La mort d'un enfant en salle d'opération ou immédiatement après l'opération, c'est insoutenable. L'angoisse du chirurgien est doublée d'une anxiété qui est : 'Y a-t-il eu erreur ou faute ?' Et ça c'est terrible.
Pr Alain Delocheà franceinfo
Quand on évoque le professeur Deloche, impossible de passer effectivement à côté de cette Chaîne de l'espoir. C'est une usine à gaz que vous avez créée, qui est aujourd'hui devenue incontournable et obligatoire pour maintenir en vie ces enfants. C'est vrai que vous avez œuvré aussi beaucoup pour la construction d'hôpitaux.
C'est le but.
Conakry, ça a été un moment très fort. Kaboul !

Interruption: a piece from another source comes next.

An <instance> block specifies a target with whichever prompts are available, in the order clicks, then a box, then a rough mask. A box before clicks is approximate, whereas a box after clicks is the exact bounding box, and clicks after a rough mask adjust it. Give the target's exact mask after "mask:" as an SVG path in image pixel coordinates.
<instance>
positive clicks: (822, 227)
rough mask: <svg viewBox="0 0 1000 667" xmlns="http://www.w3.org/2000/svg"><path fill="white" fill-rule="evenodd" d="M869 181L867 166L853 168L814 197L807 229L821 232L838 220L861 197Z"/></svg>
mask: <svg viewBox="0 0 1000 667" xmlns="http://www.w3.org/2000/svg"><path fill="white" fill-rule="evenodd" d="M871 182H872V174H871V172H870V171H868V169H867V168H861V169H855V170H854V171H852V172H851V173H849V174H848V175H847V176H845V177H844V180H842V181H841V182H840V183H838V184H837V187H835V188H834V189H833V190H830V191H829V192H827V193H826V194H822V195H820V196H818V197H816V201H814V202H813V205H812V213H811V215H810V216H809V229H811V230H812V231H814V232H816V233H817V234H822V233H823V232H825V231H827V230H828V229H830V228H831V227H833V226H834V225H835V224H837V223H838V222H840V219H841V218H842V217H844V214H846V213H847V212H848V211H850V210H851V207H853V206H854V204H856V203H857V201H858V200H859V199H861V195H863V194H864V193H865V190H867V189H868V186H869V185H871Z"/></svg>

Kaboul : miracle, miracle ! C'est vrai que c'est évident que la venue en France de ces enfants, c'était l'acte fondateur, c'était le début du début. Il était évident pour nous qu'il fallait opérer les enfants dans leur pays avec des médecins de leur pays dans les structures bien établies dans leur pays.

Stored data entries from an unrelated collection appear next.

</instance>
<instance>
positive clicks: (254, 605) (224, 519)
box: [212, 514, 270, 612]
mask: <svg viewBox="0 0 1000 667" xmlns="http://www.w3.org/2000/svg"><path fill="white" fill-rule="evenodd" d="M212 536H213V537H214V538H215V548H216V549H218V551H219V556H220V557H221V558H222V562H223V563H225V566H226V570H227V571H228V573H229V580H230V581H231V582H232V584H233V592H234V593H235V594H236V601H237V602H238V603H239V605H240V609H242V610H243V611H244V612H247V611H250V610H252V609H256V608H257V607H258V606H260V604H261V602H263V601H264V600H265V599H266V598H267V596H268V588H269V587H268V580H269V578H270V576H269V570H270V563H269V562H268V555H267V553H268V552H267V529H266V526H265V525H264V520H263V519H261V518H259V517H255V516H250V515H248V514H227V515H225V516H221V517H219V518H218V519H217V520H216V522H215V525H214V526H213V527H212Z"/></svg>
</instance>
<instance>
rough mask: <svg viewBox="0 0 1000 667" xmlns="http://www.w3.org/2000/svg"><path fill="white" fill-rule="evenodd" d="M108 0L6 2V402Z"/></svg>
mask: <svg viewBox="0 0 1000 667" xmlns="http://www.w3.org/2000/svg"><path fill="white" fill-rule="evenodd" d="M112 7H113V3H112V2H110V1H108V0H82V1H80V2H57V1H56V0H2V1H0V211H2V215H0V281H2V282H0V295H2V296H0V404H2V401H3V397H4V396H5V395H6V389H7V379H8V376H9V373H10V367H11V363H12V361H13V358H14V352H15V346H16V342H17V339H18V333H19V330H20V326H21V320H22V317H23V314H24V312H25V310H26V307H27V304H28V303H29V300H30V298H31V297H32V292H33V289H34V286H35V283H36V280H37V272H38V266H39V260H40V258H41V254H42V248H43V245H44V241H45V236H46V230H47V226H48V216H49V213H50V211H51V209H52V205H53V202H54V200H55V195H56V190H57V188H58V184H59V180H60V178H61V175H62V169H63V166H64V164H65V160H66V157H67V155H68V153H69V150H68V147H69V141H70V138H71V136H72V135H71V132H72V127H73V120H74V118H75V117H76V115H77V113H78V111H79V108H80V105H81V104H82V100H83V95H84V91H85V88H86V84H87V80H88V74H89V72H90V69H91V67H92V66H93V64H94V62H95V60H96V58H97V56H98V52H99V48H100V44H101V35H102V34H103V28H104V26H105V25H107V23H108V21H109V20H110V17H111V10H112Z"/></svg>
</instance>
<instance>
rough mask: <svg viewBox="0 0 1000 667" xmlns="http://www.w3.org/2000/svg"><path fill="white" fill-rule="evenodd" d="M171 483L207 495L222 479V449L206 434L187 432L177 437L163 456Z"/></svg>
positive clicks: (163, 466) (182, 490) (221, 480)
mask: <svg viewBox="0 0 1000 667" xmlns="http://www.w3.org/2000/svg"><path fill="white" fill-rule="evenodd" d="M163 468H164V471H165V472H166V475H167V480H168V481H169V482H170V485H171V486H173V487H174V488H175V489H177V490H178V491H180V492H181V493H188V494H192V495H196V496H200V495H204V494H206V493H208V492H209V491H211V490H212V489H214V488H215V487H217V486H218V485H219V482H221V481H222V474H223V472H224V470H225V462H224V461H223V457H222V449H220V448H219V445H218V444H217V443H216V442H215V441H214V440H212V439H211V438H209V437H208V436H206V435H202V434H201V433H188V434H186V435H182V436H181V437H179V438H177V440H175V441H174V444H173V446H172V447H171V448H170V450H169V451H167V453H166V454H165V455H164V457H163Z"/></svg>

Est-ce que l'enfant que vous étiez est fier de l'homme que vous êtes devenu ?
C'est difficile d'être fier. Je citerai mon maître à penser, le père Ceyrac. Il me disait : "En faisant cela, tu sèmes dans l'univers", c'est-à-dire que mon geste technique devient un geste d'amour. La vie d'un enfant est sacrée. J'ai accompli un certain nombre de choses. J'aurais peut-être pu faire plus, on peut toujours s'interroger. Il y a eu pas mal d'échecs mais au bout du bout, j'ai quelque chose à raconter. En tout cas, je me suis donné.
Comment vivez-vous cette retraite?
On n'arrête pas un TGV. Chacun choisit sa retraite. Comme j'étais un enfant hyperactif, je suis un retraité hyperactif.